Pengelolaan urusan pemerintah bagi daerah juga memiliki kewenangan yang luas, termasuk pengelolaan pendapatan asli daerah (PAD). Dengan ini wajar saja akan menimbulkan perbedaan kesejahteraan antar wilayah terutama antar daerah. Daerah dengan sumber daya yang kaya dan daerah yang miskin sumber daya. Kesenjangan ini akan melahirkan kecemburuan sosial dan potensi konflik. Kisruh inilah yang terjadi pada daerah Aceh dan Sumater Utara. Ancaman terhadap disintegrasipun tidak dapat dihidari.
Pengaturan yang dibuat oleh sosok yang lemah terbatas dan serba kurang, wajar saja akan menimbulkan masalah-masalah dan merusakan tatanan kehidupan. Sudah selayaknya manusia mengambil aturan dari sang khaliq. Sebagai umat muslim Allah menurunkan seperangkat aturan termasuk aturan dalam bernegara. Dalam Islam akan menggunakan sistem sentralisasi. Pengelolaan sumber daya dan pembangunan akan dikelola dan dikendalikan oleh pusat. Penerapan Islam secara kaffah (keseluruhan) sudah sepatutnya. Dalam sistem ini pengelolaan wilayah akan dilakukan secara sentralistik dibawah kepemimpinan khalifah (kepala negara). Khalifah akan bertanggung jawab terhadap seluruh rakyat, tanpa membedakan wilayah satu dengan lainnya.
Otonomi daerah bukan konsep yang lahir dari Islam. Dalam Islam negara tidak akan membagi kewenangan secara bebas kepada masing-masing wilayah. Pengelolaan sumber daya alam dan pendistribusian kekayaan dikendalikan oleh negara sebagai pusat pemerintahan dan berdasarkan pada syariat Islam. Kesejahteraan akan terwujud dengan tidak bergantung pada potensi ekonomi atau pendapatan daerah.
Pengelolaan sumber daya alam dari tambang, migas, laut dan hutan serta hutan sebagai milik umum (milkiyyah’ammah) akan dikelola oleh negara. Hasil dari pengelolaan ini akan diwujudkan demi kemaslahatan seluruh rakyat.pengaturan ini jelas sangat berbeda dengan sistem kapitalisme, dalam Islam jelas sumber daya strategis tidak boleh dikelola oleh indivu atau dikuasai oleh derah tertentu, namun harus dikelola oleh negara untuk kepentingan seluruh umat. Hal ini berdasarkan sabda Rasulullah saw yang artinya “ Kaum muslim berserikat dalam tiga perkara: padang rumput, air dan api” (HR. Abu Dawud). Dengan ini kecemburuan sosial antarwilayah tidak akan dapat terjadi dan terwujudnya kesejahteraan secara merata di seluruh penjuru negeri. Setiap daerah tidak lagi saling berebut daerah yang kaya akan sumber daya alam, karena pengelolaan oleh penguasa yang keuntungan akan diberikan untuk seluruh umat, tanpa membedakan asal derah, suku ataupun ras.

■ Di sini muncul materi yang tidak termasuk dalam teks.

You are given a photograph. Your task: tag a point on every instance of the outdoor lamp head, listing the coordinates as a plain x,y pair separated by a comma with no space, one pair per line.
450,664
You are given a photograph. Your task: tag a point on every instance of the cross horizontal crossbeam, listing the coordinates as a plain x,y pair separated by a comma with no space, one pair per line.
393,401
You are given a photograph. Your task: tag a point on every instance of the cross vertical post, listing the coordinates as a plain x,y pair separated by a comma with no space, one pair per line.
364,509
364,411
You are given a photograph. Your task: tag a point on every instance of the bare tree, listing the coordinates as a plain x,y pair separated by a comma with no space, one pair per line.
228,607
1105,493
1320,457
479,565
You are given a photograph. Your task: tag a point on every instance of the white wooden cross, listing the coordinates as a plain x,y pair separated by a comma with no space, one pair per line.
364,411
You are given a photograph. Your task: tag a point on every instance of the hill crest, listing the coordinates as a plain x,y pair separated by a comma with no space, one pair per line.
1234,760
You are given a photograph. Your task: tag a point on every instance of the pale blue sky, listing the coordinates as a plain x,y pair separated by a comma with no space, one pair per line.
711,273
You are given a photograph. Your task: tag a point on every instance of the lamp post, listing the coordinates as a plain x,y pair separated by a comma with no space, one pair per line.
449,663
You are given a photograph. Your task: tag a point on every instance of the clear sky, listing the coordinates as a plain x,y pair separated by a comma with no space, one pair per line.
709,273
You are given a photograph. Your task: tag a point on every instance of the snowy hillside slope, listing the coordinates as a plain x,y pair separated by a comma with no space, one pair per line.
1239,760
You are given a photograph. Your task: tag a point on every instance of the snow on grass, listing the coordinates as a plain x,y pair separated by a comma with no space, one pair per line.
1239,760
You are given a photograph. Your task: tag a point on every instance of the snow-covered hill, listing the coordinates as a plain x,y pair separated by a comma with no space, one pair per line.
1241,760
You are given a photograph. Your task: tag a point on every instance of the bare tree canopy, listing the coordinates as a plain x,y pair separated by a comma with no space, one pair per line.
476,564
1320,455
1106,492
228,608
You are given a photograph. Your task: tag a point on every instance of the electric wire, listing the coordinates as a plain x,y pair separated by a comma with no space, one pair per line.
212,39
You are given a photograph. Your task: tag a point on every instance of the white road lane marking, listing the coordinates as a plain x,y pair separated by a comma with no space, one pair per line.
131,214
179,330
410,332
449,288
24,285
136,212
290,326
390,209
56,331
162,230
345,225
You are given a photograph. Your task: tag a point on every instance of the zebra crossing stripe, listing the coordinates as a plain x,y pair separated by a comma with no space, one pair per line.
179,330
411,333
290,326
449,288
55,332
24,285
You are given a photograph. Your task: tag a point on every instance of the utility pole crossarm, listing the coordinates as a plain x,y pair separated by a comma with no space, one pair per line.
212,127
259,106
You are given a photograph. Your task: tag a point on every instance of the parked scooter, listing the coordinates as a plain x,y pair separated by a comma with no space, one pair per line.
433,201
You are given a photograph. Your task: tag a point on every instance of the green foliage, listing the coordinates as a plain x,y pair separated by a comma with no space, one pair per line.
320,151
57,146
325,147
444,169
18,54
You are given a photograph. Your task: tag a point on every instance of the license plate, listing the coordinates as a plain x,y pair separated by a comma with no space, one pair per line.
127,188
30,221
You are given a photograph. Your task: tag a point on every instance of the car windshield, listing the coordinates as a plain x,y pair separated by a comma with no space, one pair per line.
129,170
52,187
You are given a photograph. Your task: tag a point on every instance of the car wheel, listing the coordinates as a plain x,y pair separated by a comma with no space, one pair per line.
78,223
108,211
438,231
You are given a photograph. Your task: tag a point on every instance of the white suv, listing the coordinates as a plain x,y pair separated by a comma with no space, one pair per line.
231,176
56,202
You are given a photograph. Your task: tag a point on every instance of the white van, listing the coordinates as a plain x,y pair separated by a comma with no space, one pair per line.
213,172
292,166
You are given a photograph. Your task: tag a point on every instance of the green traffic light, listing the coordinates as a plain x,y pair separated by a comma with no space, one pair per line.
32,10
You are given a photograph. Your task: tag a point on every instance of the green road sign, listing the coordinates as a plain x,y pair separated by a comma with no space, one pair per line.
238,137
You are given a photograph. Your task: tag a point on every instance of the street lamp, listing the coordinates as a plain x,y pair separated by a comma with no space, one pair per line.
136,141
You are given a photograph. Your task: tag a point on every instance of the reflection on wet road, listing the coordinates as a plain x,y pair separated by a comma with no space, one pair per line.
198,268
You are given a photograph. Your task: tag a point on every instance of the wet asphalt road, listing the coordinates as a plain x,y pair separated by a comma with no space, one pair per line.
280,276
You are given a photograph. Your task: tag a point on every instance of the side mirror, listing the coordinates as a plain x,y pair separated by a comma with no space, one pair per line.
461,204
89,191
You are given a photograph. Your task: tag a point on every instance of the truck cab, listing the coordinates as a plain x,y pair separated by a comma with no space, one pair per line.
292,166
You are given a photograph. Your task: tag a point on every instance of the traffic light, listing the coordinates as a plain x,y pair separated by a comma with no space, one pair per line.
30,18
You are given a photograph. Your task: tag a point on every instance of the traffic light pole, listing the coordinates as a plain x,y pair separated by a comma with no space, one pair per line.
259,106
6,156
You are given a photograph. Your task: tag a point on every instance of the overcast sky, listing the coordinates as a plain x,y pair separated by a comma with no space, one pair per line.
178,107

Pemimpin dalam sistem ini berkewajiban memiliki sifat yang adil dan amanah dalam menjalankan urusan rakyat. Islam memandangan penguasa sebagai “raa’in” (pengembaka) dan “junnah” (perisai) bagi rakyatnya. Penguasa akan bertanggung jawab dalam kesejahteraan, keamanan dan keadilan. Setiap perbuatan ia yakini akan dimintai pertanggung jawaban dihadapan Allah swt, dengan ini amanah yang diembannya akan senantiasa hadir ketaqwaan. Sebagaimana yang disampaikan Rasulullah saw “Setiap kalian adalah pemimpin, dan setiap pemimpin akan dimintai pertanggungjawaban atas yang dipimpinnya” (HR. Bukhari dan Muslim). Wallahua’lam bissawa’b.